Turbostaat: „Uthlande“ – eine Reise nach Nordfiesland
„Uthlande“ ist ein alter Begriff für die Inseln, Halligen und Marschen vor dem nordfriesischen Festland. Die Band stammt ursprünglich aus Husum, also ganz aus der Nähe dieser „Außenlande“, und stellt damit ihre Heimatverbundenheit unter Beweis. Die Songs erzählen zwar keineswegs von Weite und Einsamkeit, doch man spürt, dass sie von Herzen kommen.
Turbostaat sind ein Role Model für eine ganze Generation von deutschsprachigen Post-Punk-Bands. Wer die Entwicklung der Band in den letzten 21 Jahren verfolgt hat, wird sagen, dass sie sich gleich im Beginn einen sehr soliden eigenen musikalischen Rahmen und Stil aufgebaut hat, der über die einzelnen Platten hinweg immer wieder etwas justiert und gut dosiert weiterentwickelt wurde. Im vergangenen Jahr erschien das Livealbum „Nachtbrot“ – und es ist eine Offenbarung, wie die Band es schaffte, das Livefeeling ihrer Konzerte (ich erinnere mich noch gerne an das „Angst macht keinen Lärm“ Open Air in Trier) auf einen Silberling zu pressen.
Dieses Gefühl spiegelt sich auch auf „Uthlande“ wider. Es geht um um die Landschaft des Nordens, aber auch um die Region für die Orte, an denen sich das soziale Wetter zusammenbraut. Und so hört sich „Uthlande“ an. Nach einer Insel, die verteidigt wird. Nach einer ganzen Inselgruppe. Ruppig und ungewöhnlich hart erklingen die neuen Songs – so wie das Leben an der Küste, die auf dem Albumcover noch recht friedlich daherkommt.

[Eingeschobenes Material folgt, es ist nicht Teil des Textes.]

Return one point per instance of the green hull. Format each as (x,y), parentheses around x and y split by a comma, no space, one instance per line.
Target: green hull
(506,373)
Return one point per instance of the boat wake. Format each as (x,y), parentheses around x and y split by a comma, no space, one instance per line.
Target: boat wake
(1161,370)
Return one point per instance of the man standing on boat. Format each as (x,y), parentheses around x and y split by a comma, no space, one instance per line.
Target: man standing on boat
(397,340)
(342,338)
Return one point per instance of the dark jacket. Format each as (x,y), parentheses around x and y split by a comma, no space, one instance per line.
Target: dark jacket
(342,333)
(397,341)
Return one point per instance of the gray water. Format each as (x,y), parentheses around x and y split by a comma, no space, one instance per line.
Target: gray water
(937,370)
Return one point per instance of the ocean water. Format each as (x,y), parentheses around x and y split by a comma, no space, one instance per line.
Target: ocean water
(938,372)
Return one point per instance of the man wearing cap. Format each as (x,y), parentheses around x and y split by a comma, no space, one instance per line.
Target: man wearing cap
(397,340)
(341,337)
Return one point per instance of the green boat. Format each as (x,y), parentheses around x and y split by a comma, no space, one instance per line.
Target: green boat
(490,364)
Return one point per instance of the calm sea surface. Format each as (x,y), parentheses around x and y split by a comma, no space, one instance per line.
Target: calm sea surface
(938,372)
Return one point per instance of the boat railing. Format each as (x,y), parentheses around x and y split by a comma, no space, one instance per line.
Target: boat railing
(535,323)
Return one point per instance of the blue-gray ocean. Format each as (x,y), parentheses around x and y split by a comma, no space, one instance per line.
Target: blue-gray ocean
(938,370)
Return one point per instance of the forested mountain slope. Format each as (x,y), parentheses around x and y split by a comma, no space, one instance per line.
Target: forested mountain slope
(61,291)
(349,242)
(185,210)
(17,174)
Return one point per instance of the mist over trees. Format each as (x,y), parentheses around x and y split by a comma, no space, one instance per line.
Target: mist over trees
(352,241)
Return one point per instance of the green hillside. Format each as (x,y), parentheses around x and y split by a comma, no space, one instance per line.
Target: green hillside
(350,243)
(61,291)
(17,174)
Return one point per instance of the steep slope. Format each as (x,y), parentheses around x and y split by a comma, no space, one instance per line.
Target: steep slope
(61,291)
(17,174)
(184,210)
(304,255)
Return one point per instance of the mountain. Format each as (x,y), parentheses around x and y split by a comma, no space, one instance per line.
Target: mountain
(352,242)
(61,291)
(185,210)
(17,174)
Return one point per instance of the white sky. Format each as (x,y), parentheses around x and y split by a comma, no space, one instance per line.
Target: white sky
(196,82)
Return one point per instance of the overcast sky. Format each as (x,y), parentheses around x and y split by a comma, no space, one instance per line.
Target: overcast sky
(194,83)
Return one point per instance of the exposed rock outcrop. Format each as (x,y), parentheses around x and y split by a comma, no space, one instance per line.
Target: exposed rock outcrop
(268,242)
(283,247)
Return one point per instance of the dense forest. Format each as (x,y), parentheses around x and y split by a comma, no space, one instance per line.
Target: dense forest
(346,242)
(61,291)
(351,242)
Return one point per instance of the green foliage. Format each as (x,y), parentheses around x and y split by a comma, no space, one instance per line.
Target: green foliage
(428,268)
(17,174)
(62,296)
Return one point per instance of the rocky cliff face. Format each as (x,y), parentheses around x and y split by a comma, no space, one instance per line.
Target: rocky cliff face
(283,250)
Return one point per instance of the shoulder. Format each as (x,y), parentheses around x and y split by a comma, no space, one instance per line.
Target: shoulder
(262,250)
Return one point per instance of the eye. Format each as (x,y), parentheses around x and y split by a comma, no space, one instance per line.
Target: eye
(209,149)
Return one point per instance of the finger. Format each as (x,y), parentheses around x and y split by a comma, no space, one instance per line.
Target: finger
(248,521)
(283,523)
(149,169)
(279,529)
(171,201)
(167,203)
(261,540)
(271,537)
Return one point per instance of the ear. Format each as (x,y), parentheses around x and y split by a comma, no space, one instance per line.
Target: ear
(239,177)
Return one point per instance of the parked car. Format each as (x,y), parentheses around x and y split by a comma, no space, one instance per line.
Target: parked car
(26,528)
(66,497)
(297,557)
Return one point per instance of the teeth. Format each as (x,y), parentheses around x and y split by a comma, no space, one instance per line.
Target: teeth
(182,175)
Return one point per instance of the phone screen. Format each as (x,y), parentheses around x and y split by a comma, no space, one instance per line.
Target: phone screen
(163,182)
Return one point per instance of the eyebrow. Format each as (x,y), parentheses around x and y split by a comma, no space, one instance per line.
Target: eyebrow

Die Gegend und die Menschen werden mit starken Worten beschrieben: „Rattenlinie Nord“ bezeichnet die Fluchtroute der Nazis Richtung Norden. Turbostaat sprechen vom Einzug neuer Henker, wo jetzt die alten Nazis sterben. „Stine“ beschreibt das Leben einer alten Bäuerin, eines nordfriesischen Originals. „Hemmingstedt“ beschreibt die Industrialisierung der Heimat durch eine Erdölraffinierie in deutlichen, herausgebrüllten Worten. Als Konzeptalbum mit dunklen Bilder und starken Emotionen beschreibt „Uthlande“ bildgewaltig die Welt des hohen Nordens – bis hin zum melancholischen „Stormi“ mit eingebautem Kinderchor.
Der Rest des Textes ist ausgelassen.